Pisani has been wrestling with colitis for a couple of years now, but his condition began deteriorating rapidly, and dangerously, this summer. He went from a 210-pound elite athlete in the prime of his life to a frail shell of himself who could barely summon enough energy to talk on the phone.

"Toward the start of July I started feeling sick and it went from a really bad situation to worse," he said. "I couldn't live a day-to-day life. Once August hit I got pretty nervous and scared and it just seemed to get worse from there. I knew that something serious was going on.

"I went from being completely healthy to where walking up the stairs was a task. I'd be out of breath.

"It just shows you how human you are. As a hockey player you think you're invincible and you put yourself in a Superman complex. This kind of shows you that it can happen to anybody, how important your health is."

Hockey is out of the question when you're wasting away and nothing seems to help, but regular visits from his teammates helped lift his spirits.

"Even though I didn't really want visitors it was great to see them, to kind of forget about what I was going through.

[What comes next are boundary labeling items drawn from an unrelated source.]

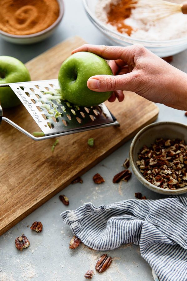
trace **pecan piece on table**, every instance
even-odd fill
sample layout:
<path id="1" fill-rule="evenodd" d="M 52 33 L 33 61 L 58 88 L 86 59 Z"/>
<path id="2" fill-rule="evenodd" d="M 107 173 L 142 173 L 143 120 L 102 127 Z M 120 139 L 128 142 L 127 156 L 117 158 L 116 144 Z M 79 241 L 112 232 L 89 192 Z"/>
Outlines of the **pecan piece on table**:
<path id="1" fill-rule="evenodd" d="M 99 273 L 101 273 L 110 266 L 112 261 L 112 259 L 111 257 L 108 257 L 106 254 L 103 254 L 97 262 L 95 269 Z"/>
<path id="2" fill-rule="evenodd" d="M 132 175 L 132 173 L 129 170 L 124 170 L 114 176 L 113 182 L 114 183 L 118 183 L 122 180 L 127 182 L 130 179 Z"/>
<path id="3" fill-rule="evenodd" d="M 41 221 L 35 221 L 30 227 L 32 230 L 35 230 L 37 232 L 41 232 L 43 225 Z"/>
<path id="4" fill-rule="evenodd" d="M 80 183 L 82 183 L 83 182 L 83 181 L 81 178 L 80 177 L 78 177 L 78 178 L 77 178 L 76 179 L 75 179 L 75 180 L 73 180 L 71 184 L 72 185 L 73 185 L 74 184 L 77 183 L 77 182 L 79 182 Z"/>
<path id="5" fill-rule="evenodd" d="M 84 274 L 84 277 L 87 279 L 91 279 L 94 274 L 94 270 L 88 270 Z"/>
<path id="6" fill-rule="evenodd" d="M 140 198 L 140 199 L 144 199 L 144 200 L 145 200 L 147 198 L 146 198 L 146 196 L 145 196 L 145 195 L 144 195 L 144 196 L 143 196 L 143 197 L 142 197 L 141 198 Z"/>
<path id="7" fill-rule="evenodd" d="M 130 165 L 129 160 L 128 158 L 126 159 L 123 164 L 123 166 L 126 169 L 128 169 Z"/>
<path id="8" fill-rule="evenodd" d="M 15 244 L 17 249 L 22 251 L 24 248 L 28 248 L 30 245 L 30 242 L 26 236 L 23 235 L 16 238 Z"/>
<path id="9" fill-rule="evenodd" d="M 70 241 L 69 248 L 70 249 L 76 249 L 79 246 L 81 242 L 80 239 L 74 236 Z"/>
<path id="10" fill-rule="evenodd" d="M 141 199 L 142 197 L 141 192 L 137 192 L 137 193 L 135 192 L 135 197 L 136 198 L 137 198 L 138 199 Z"/>
<path id="11" fill-rule="evenodd" d="M 98 184 L 102 183 L 102 182 L 104 182 L 105 181 L 103 178 L 98 173 L 96 174 L 93 177 L 93 180 L 95 183 Z"/>
<path id="12" fill-rule="evenodd" d="M 169 57 L 162 57 L 162 58 L 165 62 L 170 63 L 173 61 L 173 56 L 170 56 Z"/>
<path id="13" fill-rule="evenodd" d="M 69 205 L 69 200 L 67 197 L 64 195 L 59 195 L 59 199 L 62 202 L 64 205 L 68 206 Z"/>

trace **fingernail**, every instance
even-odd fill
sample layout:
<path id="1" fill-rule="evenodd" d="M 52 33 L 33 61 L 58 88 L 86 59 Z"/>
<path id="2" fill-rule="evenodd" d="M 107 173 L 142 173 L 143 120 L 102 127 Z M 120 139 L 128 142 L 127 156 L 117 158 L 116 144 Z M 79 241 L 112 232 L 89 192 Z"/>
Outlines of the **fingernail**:
<path id="1" fill-rule="evenodd" d="M 94 90 L 100 87 L 100 81 L 98 79 L 89 79 L 88 82 L 89 87 L 91 89 Z"/>

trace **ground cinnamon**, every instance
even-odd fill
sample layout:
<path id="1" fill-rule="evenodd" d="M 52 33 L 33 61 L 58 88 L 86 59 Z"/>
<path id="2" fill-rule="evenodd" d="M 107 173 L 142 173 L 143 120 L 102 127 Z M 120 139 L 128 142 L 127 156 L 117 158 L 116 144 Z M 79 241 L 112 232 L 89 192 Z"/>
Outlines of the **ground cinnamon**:
<path id="1" fill-rule="evenodd" d="M 1 0 L 0 29 L 16 35 L 39 32 L 59 14 L 57 0 Z"/>
<path id="2" fill-rule="evenodd" d="M 115 5 L 111 3 L 107 13 L 108 23 L 116 26 L 119 32 L 125 32 L 130 36 L 133 29 L 125 24 L 124 20 L 130 17 L 134 8 L 129 5 L 134 3 L 134 0 L 120 0 Z"/>

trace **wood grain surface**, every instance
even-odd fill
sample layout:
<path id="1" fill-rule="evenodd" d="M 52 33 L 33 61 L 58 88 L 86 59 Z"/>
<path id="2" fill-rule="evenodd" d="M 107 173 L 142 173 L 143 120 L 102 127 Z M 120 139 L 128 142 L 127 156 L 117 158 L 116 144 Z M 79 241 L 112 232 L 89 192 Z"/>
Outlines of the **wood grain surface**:
<path id="1" fill-rule="evenodd" d="M 26 64 L 32 80 L 57 78 L 61 64 L 71 51 L 85 43 L 70 38 Z M 122 103 L 106 104 L 120 127 L 108 127 L 35 141 L 4 122 L 0 127 L 0 235 L 156 119 L 159 109 L 134 93 L 125 92 Z M 8 117 L 31 133 L 36 123 L 22 105 L 4 110 Z M 87 140 L 94 138 L 93 148 Z"/>

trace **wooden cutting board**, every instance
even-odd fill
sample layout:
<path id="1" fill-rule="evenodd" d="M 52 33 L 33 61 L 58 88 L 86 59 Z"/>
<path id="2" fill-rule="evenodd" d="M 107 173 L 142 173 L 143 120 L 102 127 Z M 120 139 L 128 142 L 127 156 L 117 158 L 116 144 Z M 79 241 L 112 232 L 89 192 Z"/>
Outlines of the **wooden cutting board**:
<path id="1" fill-rule="evenodd" d="M 57 78 L 61 64 L 84 44 L 75 37 L 62 42 L 26 64 L 32 80 Z M 53 154 L 51 139 L 30 139 L 6 123 L 0 126 L 0 235 L 156 120 L 159 109 L 134 93 L 124 101 L 106 104 L 121 124 L 59 138 Z M 4 111 L 30 132 L 38 127 L 23 106 Z M 94 147 L 87 140 L 95 140 Z"/>

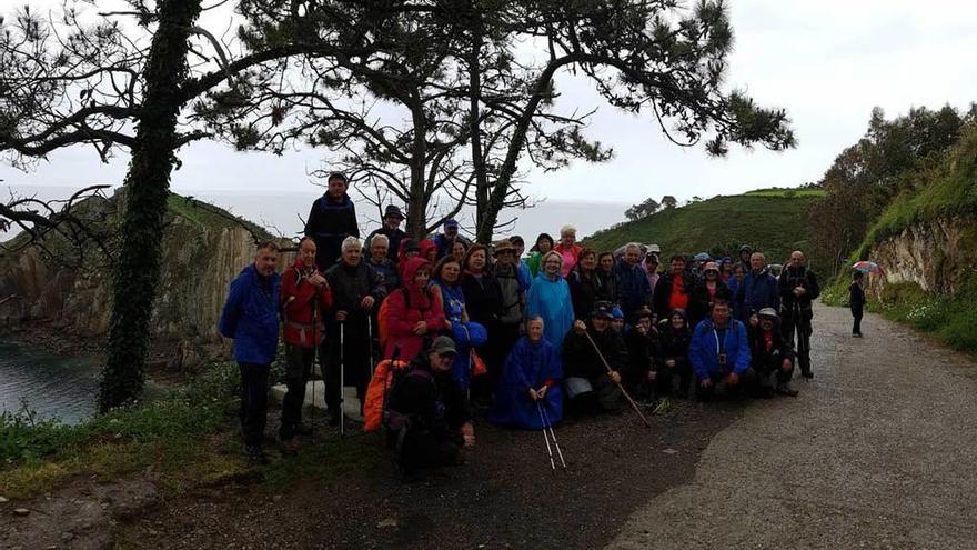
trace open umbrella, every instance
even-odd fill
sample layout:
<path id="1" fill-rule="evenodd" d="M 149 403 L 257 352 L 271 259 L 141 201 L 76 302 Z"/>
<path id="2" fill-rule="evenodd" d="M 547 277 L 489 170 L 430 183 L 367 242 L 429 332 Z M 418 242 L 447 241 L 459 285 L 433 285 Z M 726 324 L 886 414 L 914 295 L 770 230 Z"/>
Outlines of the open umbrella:
<path id="1" fill-rule="evenodd" d="M 878 263 L 875 263 L 874 261 L 866 261 L 866 260 L 856 261 L 854 264 L 852 264 L 852 267 L 854 269 L 857 269 L 858 271 L 862 271 L 863 273 L 884 273 L 885 272 L 885 271 L 883 271 L 883 269 L 880 267 L 878 267 Z"/>

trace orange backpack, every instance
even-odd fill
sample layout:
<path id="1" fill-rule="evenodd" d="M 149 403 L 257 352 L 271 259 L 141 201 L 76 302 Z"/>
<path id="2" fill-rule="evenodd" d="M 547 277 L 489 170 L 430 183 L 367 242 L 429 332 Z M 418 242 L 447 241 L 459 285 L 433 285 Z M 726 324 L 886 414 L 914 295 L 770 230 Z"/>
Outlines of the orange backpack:
<path id="1" fill-rule="evenodd" d="M 381 311 L 383 311 L 382 307 Z M 387 393 L 399 374 L 406 372 L 407 364 L 406 361 L 384 359 L 376 366 L 363 403 L 363 431 L 376 431 L 383 426 Z"/>

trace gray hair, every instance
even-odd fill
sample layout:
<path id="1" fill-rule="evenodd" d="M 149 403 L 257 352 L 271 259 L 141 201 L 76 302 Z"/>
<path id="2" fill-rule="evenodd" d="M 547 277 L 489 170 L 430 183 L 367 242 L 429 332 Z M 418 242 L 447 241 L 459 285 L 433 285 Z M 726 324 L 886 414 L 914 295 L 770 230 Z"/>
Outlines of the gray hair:
<path id="1" fill-rule="evenodd" d="M 346 237 L 345 239 L 343 239 L 343 252 L 345 252 L 346 250 L 350 250 L 350 249 L 360 250 L 361 248 L 363 248 L 363 244 L 360 242 L 360 239 L 357 239 L 353 236 L 350 236 L 350 237 Z"/>

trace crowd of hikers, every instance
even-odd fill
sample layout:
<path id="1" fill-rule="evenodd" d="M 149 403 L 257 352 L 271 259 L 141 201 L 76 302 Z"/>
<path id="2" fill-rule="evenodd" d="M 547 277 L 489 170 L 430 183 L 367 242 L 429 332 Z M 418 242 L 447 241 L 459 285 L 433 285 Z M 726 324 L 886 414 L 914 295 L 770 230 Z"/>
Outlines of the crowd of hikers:
<path id="1" fill-rule="evenodd" d="M 564 412 L 613 413 L 669 397 L 794 397 L 795 366 L 813 377 L 818 284 L 800 251 L 774 274 L 748 247 L 715 259 L 636 242 L 598 251 L 581 247 L 572 226 L 558 240 L 540 234 L 528 251 L 521 237 L 471 242 L 454 220 L 414 240 L 395 206 L 361 241 L 345 177 L 331 174 L 328 186 L 294 264 L 279 273 L 278 247 L 260 244 L 221 316 L 240 364 L 250 460 L 266 460 L 280 333 L 283 444 L 311 432 L 302 408 L 320 364 L 329 422 L 343 428 L 342 389 L 355 388 L 364 428 L 386 431 L 404 473 L 459 461 L 474 446 L 476 411 L 552 433 Z"/>

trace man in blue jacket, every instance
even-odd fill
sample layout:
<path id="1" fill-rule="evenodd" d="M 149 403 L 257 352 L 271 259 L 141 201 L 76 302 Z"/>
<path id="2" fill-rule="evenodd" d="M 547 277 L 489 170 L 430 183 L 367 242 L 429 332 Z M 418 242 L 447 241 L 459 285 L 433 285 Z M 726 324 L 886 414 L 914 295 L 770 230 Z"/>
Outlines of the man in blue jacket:
<path id="1" fill-rule="evenodd" d="M 279 248 L 258 246 L 254 263 L 231 282 L 218 331 L 234 340 L 234 360 L 241 369 L 241 431 L 248 460 L 264 463 L 261 450 L 268 411 L 268 372 L 279 347 L 279 288 L 275 272 Z"/>
<path id="2" fill-rule="evenodd" d="M 729 318 L 727 302 L 714 301 L 711 317 L 696 324 L 688 360 L 698 382 L 696 397 L 701 401 L 711 400 L 721 383 L 726 387 L 726 394 L 734 394 L 752 382 L 754 372 L 749 368 L 746 326 Z"/>
<path id="3" fill-rule="evenodd" d="M 749 273 L 736 288 L 734 297 L 736 319 L 746 322 L 752 313 L 764 308 L 780 310 L 780 289 L 777 279 L 766 268 L 767 259 L 761 252 L 749 257 Z"/>
<path id="4" fill-rule="evenodd" d="M 360 237 L 356 207 L 346 194 L 349 181 L 345 174 L 329 174 L 326 186 L 325 194 L 312 203 L 305 221 L 305 237 L 315 240 L 315 264 L 322 272 L 339 261 L 346 237 Z"/>

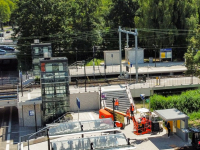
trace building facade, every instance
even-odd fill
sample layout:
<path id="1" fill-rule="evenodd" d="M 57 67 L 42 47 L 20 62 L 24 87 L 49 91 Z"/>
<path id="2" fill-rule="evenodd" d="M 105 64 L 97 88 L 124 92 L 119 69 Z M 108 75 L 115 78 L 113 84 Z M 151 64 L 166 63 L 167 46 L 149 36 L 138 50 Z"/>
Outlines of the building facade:
<path id="1" fill-rule="evenodd" d="M 40 59 L 42 120 L 50 123 L 70 110 L 68 61 L 65 57 Z"/>
<path id="2" fill-rule="evenodd" d="M 44 57 L 44 53 L 48 52 L 52 55 L 51 43 L 34 43 L 31 44 L 32 51 L 32 69 L 34 76 L 40 76 L 39 59 Z"/>

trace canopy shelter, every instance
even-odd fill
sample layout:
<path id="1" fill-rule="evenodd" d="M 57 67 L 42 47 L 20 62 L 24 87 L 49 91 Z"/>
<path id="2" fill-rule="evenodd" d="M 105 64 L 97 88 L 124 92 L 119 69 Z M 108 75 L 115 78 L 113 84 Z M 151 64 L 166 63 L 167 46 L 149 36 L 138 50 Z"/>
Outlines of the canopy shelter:
<path id="1" fill-rule="evenodd" d="M 50 126 L 50 125 L 49 125 Z M 89 121 L 76 121 L 53 124 L 49 128 L 50 137 L 61 137 L 66 135 L 77 135 L 95 132 L 107 132 L 120 130 L 114 127 L 114 122 L 111 118 L 89 120 Z"/>
<path id="2" fill-rule="evenodd" d="M 155 110 L 154 113 L 165 121 L 189 119 L 186 114 L 175 108 Z"/>
<path id="3" fill-rule="evenodd" d="M 64 141 L 51 142 L 52 149 L 69 150 L 91 150 L 91 149 L 135 149 L 133 145 L 128 145 L 124 134 L 109 134 L 97 137 L 79 138 Z"/>
<path id="4" fill-rule="evenodd" d="M 188 133 L 184 131 L 188 128 L 189 117 L 186 114 L 176 108 L 155 110 L 154 113 L 170 123 L 172 133 L 177 134 L 184 141 L 188 141 Z"/>

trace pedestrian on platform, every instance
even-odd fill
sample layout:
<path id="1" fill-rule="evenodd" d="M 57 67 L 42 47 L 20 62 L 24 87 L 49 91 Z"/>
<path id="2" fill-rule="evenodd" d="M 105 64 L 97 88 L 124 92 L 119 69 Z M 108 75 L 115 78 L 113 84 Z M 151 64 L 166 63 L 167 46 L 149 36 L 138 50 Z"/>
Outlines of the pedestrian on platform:
<path id="1" fill-rule="evenodd" d="M 127 125 L 130 124 L 130 109 L 127 108 L 126 110 L 126 118 L 127 118 Z"/>
<path id="2" fill-rule="evenodd" d="M 133 103 L 131 103 L 130 111 L 131 111 L 131 117 L 133 117 L 134 116 L 134 105 L 133 105 Z"/>
<path id="3" fill-rule="evenodd" d="M 168 138 L 170 138 L 170 131 L 171 131 L 171 129 L 170 129 L 170 124 L 169 124 L 169 122 L 167 123 L 167 130 L 168 130 Z"/>
<path id="4" fill-rule="evenodd" d="M 115 110 L 119 110 L 119 100 L 115 100 Z"/>

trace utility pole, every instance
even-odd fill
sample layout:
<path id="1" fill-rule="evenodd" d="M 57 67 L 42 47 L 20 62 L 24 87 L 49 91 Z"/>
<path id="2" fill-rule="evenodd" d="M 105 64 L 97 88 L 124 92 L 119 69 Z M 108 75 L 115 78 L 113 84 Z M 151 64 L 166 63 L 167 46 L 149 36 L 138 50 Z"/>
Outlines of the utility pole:
<path id="1" fill-rule="evenodd" d="M 84 62 L 84 74 L 85 74 L 85 92 L 87 92 L 87 90 L 86 90 L 86 70 L 85 70 L 85 63 L 86 63 L 86 62 Z"/>
<path id="2" fill-rule="evenodd" d="M 154 48 L 155 48 L 154 51 L 155 51 L 155 67 L 156 67 L 156 48 L 158 47 L 158 45 L 154 45 L 154 44 L 153 44 L 153 46 L 154 46 Z"/>
<path id="3" fill-rule="evenodd" d="M 94 67 L 94 46 L 93 46 L 93 75 L 95 79 L 95 67 Z"/>
<path id="4" fill-rule="evenodd" d="M 138 36 L 138 32 L 137 29 L 135 29 L 135 32 L 131 32 L 131 31 L 126 31 L 126 30 L 122 30 L 121 27 L 119 26 L 118 29 L 119 32 L 119 50 L 120 50 L 120 54 L 119 54 L 119 59 L 120 59 L 120 77 L 122 76 L 122 64 L 121 64 L 121 32 L 122 33 L 126 33 L 126 34 L 132 34 L 135 36 L 135 72 L 136 72 L 136 83 L 138 82 L 138 59 L 137 59 L 137 36 Z"/>

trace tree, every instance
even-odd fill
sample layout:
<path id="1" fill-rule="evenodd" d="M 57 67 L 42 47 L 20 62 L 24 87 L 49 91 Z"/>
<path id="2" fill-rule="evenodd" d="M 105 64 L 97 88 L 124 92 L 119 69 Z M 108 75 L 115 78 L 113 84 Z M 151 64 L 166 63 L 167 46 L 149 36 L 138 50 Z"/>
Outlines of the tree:
<path id="1" fill-rule="evenodd" d="M 14 18 L 18 28 L 18 59 L 21 61 L 23 70 L 25 64 L 31 68 L 31 48 L 34 39 L 41 42 L 52 43 L 53 53 L 59 49 L 62 40 L 66 38 L 66 3 L 65 0 L 20 0 L 14 11 Z M 26 61 L 26 62 L 25 62 Z"/>
<path id="2" fill-rule="evenodd" d="M 195 75 L 200 77 L 200 26 L 193 32 L 195 35 L 190 38 L 187 52 L 185 53 L 186 59 L 186 74 Z"/>
<path id="3" fill-rule="evenodd" d="M 141 28 L 141 43 L 152 48 L 174 47 L 175 58 L 182 58 L 187 47 L 189 30 L 197 25 L 197 5 L 194 0 L 140 0 L 137 28 Z M 185 48 L 179 48 L 185 47 Z"/>

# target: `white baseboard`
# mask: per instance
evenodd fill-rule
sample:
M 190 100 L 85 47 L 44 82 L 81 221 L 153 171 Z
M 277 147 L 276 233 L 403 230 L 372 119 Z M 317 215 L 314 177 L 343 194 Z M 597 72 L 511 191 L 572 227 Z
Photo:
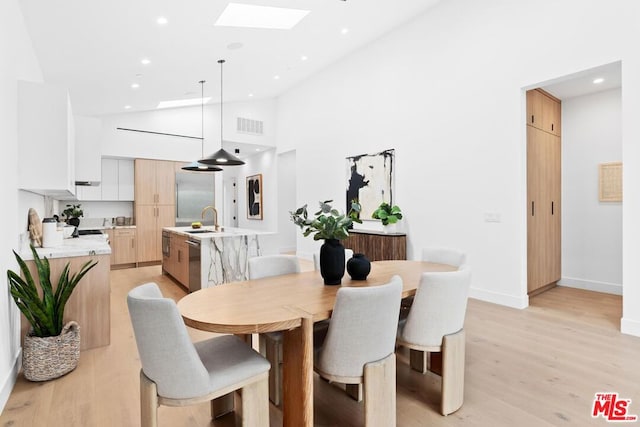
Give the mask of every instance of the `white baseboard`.
M 517 309 L 523 309 L 529 306 L 529 296 L 527 294 L 519 296 L 509 295 L 472 287 L 469 290 L 469 296 L 481 301 L 491 302 L 494 304 L 504 305 Z
M 620 332 L 640 337 L 640 321 L 623 317 L 620 320 Z
M 2 413 L 5 405 L 7 404 L 7 401 L 9 400 L 9 396 L 11 395 L 11 391 L 13 390 L 13 386 L 16 385 L 16 380 L 18 378 L 18 372 L 20 372 L 21 365 L 22 351 L 19 351 L 16 355 L 15 360 L 13 361 L 11 370 L 3 381 L 2 389 L 0 389 L 0 413 Z
M 595 280 L 576 279 L 575 277 L 563 277 L 558 281 L 558 286 L 602 292 L 605 294 L 622 295 L 622 285 L 618 283 L 597 282 Z

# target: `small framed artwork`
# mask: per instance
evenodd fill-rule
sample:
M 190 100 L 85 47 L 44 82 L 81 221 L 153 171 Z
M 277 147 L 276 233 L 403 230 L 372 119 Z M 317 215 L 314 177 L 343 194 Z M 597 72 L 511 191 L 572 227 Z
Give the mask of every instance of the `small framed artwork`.
M 262 174 L 247 177 L 247 219 L 262 219 Z
M 622 162 L 598 165 L 599 200 L 601 202 L 622 201 Z

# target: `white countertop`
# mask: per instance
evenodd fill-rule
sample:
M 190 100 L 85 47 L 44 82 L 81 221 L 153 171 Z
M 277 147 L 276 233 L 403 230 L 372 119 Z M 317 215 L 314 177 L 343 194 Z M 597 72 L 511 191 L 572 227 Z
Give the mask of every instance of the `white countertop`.
M 111 246 L 107 243 L 105 235 L 88 235 L 77 238 L 63 239 L 61 246 L 52 248 L 36 248 L 40 258 L 68 258 L 88 255 L 110 255 Z M 23 260 L 32 260 L 33 254 L 27 247 L 20 251 Z
M 235 237 L 235 236 L 254 236 L 254 235 L 263 235 L 263 234 L 273 234 L 271 231 L 259 231 L 259 230 L 249 230 L 248 228 L 233 228 L 233 227 L 223 227 L 222 231 L 213 231 L 212 226 L 205 226 L 202 228 L 191 228 L 191 227 L 164 227 L 163 231 L 170 231 L 172 233 L 180 234 L 182 236 L 187 236 L 193 240 L 206 240 L 213 239 L 215 237 Z M 189 233 L 189 231 L 200 231 L 205 230 L 206 232 L 199 233 Z

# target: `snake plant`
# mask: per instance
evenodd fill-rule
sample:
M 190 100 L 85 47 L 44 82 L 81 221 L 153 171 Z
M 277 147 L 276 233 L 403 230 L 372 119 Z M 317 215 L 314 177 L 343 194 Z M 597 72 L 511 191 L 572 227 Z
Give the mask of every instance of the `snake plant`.
M 7 270 L 7 277 L 11 287 L 11 296 L 16 305 L 27 318 L 33 328 L 32 335 L 37 337 L 52 337 L 60 335 L 63 327 L 64 308 L 80 280 L 89 270 L 98 264 L 98 261 L 89 260 L 82 265 L 75 274 L 69 273 L 69 263 L 65 265 L 60 273 L 58 285 L 53 288 L 51 284 L 49 260 L 47 257 L 40 259 L 33 245 L 31 245 L 33 261 L 38 270 L 40 279 L 39 288 L 34 281 L 27 264 L 15 251 L 13 254 L 20 265 L 21 277 L 19 274 Z

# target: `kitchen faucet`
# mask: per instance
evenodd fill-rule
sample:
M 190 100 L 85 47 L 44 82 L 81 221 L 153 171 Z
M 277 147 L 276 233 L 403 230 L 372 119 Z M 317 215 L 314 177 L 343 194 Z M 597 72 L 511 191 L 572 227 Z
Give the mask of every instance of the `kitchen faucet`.
M 207 213 L 209 209 L 213 211 L 213 228 L 216 231 L 220 231 L 220 226 L 218 225 L 218 210 L 216 208 L 214 208 L 213 206 L 207 206 L 202 209 L 202 219 L 204 219 L 204 214 Z

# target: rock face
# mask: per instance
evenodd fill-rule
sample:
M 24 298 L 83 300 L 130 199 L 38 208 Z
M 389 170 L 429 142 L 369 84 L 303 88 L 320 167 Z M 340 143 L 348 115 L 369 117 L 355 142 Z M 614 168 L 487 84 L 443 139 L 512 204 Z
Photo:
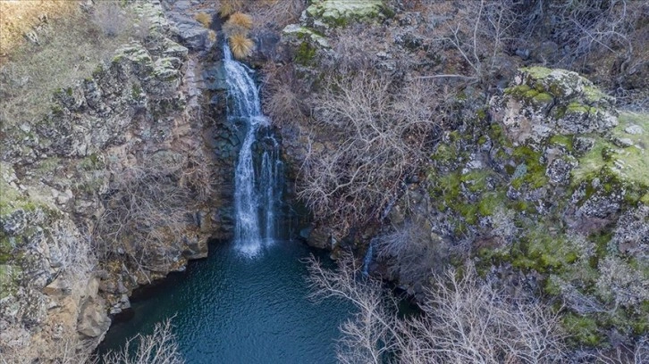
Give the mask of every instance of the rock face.
M 522 69 L 492 113 L 514 143 L 539 143 L 556 134 L 603 132 L 617 125 L 614 100 L 577 72 Z
M 219 184 L 227 186 L 236 151 L 218 146 L 235 132 L 216 135 L 206 122 L 223 110 L 204 110 L 204 72 L 173 40 L 184 37 L 160 2 L 131 6 L 149 18 L 143 43 L 58 89 L 42 120 L 3 130 L 0 355 L 30 348 L 47 360 L 77 336 L 92 347 L 135 287 L 206 256 L 207 240 L 232 229 L 221 203 L 232 191 Z M 143 191 L 155 192 L 152 210 L 120 208 Z M 113 235 L 115 222 L 153 238 Z
M 431 79 L 452 89 L 459 76 L 452 73 L 461 72 L 452 52 L 427 44 L 418 31 L 442 32 L 436 24 L 457 6 L 426 21 L 417 12 L 347 17 L 325 10 L 334 3 L 312 3 L 300 23 L 282 32 L 301 82 L 296 84 L 304 87 L 300 102 L 315 111 L 306 123 L 282 124 L 286 159 L 294 166 L 341 145 L 323 132 L 319 124 L 327 118 L 317 114 L 322 100 L 312 96 L 327 76 L 369 69 L 399 84 L 437 74 Z M 355 27 L 357 21 L 368 22 Z M 544 46 L 555 52 L 552 46 Z M 532 56 L 539 52 L 545 51 Z M 521 57 L 533 62 L 530 54 Z M 314 246 L 358 249 L 361 256 L 372 241 L 370 272 L 415 296 L 431 271 L 471 259 L 505 289 L 564 302 L 565 327 L 577 342 L 630 340 L 647 327 L 649 115 L 617 111 L 612 97 L 574 71 L 521 63 L 497 56 L 491 76 L 500 91 L 490 88 L 495 95 L 489 99 L 480 86 L 455 88 L 450 125 L 430 136 L 434 141 L 423 157 L 429 160 L 375 211 L 376 224 L 347 228 L 323 219 L 300 235 Z M 300 171 L 295 173 L 299 185 Z
M 305 11 L 302 21 L 319 31 L 358 21 L 384 18 L 382 0 L 316 0 Z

Just talk to them and hang out and laugh. Trying to be a part of the team when I really wasn't."

Then, injections of Remicade seemed to turn the fight in Pisani's favour.

"It was looking pretty grim for a while there, up until a couple of weeks ago," he said. "I started to get some medication and feel better, things started to progress upwards instead of downwards. I was really happy for that. The next step would have been surgery. It's a major surgery and I wasn't looking forward to that."

He has gained about six pounds back and doctors have given him permission to go to the dressing room and start easing into a little exercise.

Hockey? Who knows. He'll cross that bridge when he comes to it, but for right now he'll cherish every small step on the road to recovery.